Preventative treatment for Alzheimer’s Disease (AD) is dire, yet mechanisms underlying early regional vulnerability remain unknown. In AD, one of the earliest pathophysiological correlates to cognitive decline is hyperexcitability, which is observed first in the entorhinal cortex. Why hyperexcitability preferentially emerges in specific regions in AD is unclear. Using regional, cell-type-specific proteomics and electrophysiology in wild-type mice, we uncovered a unique susceptibility of the entorhinal cortex to human amyloid precursor protein (hAPP). Entorhinal hyperexcitability resulted from selective vulnerability of parvalbumin (PV) interneurons, with respect to surrounding excitatory neurons. This effect was partially replicated with an APP chimera containing a humanized amyloid-beta sequence. EC hyperexcitability could be ameliorated by co-expression of human Tau with hAPP at the expense of increased pathological tau species, or by enhancing PV interneuron excitability in vivo. This study suggests early interventions targeting inhibitory neurons may protect vulnerable regions from the effects of APP/amyloid and tau pathology.
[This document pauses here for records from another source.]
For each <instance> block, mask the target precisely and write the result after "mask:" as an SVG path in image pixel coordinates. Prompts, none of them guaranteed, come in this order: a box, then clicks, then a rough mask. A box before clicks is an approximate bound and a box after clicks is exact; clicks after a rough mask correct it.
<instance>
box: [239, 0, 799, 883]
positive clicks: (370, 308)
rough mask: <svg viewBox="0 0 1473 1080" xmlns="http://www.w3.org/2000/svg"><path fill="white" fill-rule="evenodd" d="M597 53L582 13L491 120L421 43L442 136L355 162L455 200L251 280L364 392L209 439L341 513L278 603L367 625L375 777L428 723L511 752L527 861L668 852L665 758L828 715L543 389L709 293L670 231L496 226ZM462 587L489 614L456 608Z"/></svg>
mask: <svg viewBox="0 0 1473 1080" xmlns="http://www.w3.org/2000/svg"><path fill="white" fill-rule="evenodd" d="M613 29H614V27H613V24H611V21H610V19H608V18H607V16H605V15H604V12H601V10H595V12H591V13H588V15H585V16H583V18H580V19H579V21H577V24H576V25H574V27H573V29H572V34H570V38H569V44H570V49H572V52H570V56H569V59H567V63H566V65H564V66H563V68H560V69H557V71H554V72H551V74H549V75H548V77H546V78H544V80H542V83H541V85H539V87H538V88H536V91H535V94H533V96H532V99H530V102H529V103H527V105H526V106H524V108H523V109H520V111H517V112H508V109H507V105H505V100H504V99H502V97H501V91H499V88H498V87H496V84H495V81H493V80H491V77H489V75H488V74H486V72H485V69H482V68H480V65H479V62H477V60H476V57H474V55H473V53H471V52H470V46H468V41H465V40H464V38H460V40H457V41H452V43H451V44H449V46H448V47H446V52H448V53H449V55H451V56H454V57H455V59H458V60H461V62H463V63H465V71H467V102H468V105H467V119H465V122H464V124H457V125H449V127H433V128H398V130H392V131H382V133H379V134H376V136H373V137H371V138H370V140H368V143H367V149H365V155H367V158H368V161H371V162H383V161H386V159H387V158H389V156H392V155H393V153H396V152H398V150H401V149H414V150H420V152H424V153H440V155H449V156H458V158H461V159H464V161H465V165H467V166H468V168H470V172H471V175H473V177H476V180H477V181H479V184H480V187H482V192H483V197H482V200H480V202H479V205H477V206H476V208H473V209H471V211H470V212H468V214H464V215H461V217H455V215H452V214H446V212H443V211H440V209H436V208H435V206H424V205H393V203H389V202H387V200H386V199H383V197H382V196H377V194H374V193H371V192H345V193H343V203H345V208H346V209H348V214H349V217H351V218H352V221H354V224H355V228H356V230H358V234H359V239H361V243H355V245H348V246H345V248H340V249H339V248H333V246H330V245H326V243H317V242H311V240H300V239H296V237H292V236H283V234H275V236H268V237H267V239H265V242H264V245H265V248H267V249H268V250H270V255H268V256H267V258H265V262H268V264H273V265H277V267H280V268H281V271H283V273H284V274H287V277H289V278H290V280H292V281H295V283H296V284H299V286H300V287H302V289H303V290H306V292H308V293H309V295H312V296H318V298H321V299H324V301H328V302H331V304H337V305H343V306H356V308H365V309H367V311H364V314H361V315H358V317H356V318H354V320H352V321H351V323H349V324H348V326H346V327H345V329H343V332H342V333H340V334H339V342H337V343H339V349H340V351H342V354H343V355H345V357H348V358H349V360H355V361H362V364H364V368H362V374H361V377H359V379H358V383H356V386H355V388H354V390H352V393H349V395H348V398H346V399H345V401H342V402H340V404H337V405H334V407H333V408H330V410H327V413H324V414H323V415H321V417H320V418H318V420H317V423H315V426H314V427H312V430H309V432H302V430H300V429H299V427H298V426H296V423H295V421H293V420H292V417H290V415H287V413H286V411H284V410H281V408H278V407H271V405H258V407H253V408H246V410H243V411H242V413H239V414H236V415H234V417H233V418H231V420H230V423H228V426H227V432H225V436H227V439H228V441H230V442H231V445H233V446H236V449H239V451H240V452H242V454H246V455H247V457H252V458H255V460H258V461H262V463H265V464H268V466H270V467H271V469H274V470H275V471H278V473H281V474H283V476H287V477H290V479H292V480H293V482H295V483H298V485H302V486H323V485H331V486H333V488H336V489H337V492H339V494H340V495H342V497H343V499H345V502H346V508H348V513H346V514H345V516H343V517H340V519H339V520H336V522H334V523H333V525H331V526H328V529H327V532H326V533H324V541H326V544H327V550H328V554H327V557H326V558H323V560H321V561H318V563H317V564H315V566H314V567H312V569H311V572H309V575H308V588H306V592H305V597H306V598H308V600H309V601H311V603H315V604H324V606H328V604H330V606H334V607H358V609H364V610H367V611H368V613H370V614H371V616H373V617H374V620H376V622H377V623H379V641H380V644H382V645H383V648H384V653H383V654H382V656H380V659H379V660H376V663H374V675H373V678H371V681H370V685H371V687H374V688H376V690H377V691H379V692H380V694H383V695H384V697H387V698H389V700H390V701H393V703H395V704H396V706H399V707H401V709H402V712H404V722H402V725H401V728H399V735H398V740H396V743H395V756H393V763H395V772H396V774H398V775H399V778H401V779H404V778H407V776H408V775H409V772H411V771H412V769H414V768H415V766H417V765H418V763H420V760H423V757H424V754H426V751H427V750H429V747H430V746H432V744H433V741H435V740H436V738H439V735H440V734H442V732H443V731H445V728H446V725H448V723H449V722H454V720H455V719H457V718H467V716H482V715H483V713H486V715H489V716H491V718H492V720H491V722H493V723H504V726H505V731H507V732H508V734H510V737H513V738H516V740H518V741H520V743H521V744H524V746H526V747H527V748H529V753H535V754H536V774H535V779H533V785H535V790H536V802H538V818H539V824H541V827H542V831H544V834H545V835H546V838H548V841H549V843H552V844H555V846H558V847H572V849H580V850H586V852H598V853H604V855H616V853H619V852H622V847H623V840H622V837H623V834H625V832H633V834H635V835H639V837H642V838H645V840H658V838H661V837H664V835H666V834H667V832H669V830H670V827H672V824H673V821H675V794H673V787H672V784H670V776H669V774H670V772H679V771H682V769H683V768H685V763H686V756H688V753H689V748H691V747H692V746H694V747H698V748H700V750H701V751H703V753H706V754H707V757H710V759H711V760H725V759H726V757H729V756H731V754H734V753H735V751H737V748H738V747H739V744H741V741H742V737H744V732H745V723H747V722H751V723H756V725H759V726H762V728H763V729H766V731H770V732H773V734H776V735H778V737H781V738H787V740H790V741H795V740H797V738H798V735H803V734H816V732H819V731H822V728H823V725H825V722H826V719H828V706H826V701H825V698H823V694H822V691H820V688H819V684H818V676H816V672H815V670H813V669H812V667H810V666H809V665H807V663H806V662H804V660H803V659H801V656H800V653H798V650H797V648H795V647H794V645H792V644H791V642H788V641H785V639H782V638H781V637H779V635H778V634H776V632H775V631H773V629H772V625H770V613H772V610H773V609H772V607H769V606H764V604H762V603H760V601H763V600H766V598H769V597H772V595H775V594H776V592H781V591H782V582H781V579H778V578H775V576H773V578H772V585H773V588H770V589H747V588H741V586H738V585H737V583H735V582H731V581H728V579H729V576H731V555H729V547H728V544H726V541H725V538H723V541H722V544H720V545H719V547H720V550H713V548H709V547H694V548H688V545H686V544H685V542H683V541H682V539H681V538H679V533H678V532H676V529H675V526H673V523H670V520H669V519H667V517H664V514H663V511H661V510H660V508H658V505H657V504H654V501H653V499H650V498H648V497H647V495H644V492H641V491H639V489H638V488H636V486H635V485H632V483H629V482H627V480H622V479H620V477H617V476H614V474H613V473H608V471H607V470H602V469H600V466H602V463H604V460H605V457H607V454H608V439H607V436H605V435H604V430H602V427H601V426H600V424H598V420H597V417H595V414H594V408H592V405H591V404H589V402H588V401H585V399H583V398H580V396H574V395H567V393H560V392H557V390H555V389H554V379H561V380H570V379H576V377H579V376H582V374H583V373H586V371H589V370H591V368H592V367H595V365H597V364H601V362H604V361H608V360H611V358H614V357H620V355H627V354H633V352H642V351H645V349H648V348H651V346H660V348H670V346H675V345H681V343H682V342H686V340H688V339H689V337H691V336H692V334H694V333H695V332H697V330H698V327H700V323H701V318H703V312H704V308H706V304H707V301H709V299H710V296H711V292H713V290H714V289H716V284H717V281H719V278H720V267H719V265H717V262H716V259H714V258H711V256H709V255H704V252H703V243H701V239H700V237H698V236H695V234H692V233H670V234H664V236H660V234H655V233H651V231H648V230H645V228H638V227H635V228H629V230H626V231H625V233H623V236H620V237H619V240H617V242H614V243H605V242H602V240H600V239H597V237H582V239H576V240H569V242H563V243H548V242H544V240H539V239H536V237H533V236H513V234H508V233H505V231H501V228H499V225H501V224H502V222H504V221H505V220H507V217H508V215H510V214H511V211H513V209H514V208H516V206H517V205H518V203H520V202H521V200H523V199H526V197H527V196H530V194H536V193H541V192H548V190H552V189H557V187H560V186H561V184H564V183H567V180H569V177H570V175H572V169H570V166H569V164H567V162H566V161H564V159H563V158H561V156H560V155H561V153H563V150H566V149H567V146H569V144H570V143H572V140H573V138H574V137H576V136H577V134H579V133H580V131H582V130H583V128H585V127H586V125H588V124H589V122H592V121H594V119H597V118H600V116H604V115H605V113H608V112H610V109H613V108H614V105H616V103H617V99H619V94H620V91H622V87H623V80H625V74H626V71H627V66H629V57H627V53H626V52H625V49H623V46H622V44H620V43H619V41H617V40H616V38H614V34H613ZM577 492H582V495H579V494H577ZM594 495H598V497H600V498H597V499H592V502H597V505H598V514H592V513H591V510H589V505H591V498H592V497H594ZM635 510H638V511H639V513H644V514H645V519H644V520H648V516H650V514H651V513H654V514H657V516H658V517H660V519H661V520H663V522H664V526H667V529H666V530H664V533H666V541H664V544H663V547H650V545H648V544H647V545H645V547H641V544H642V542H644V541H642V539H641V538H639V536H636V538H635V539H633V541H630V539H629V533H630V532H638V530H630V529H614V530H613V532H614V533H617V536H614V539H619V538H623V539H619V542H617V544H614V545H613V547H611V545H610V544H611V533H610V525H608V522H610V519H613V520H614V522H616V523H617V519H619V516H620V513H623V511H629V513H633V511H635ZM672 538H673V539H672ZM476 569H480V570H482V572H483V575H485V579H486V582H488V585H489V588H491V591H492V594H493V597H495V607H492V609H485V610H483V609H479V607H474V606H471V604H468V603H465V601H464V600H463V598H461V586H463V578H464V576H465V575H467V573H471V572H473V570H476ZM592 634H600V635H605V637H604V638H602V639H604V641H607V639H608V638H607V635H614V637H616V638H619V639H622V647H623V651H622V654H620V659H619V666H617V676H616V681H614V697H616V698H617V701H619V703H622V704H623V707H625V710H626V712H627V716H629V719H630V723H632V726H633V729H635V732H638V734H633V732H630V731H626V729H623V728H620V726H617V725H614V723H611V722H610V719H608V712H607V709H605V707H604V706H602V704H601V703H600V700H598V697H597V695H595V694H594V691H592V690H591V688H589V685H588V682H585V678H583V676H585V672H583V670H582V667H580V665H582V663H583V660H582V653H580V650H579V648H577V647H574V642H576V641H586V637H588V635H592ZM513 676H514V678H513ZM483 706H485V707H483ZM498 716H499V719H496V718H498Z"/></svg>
阿尔茨海默病 (AD) 的预防性治疗十分严峻，但早期区域脆弱性的潜在机制仍不清楚。在 AD 中，与认知能力下降最早的病理生理学关联之一是过度兴奋，这首先在内嗅皮层中观察到。为什么过度兴奋优先出现在 AD 的特定区域尚不清楚。利用野生型小鼠的区域细胞类型特异性蛋白质组学和电生理学，我们发现了内嗅皮层对人类淀粉样前体蛋白（hAPP）的独特敏感性。内嗅过度兴奋是由于小白蛋白（PV）中间神经元相对于周围兴奋性神经元的选择性脆弱性造成的。这种效应被含有人源化β淀粉样蛋白序列的APP嵌合体部分复制。 EC 过度兴奋性可以通过人 Tau 与 hAPP 共表达（以增加病理性 tau 种类为代价）或通过增强体内 PV 中间神经元兴奋性来改善。这项研究表明，针对抑制性神经元的早期干预可能会保护脆弱区域免受 APP/淀粉样蛋白和 tau 病理学的影响。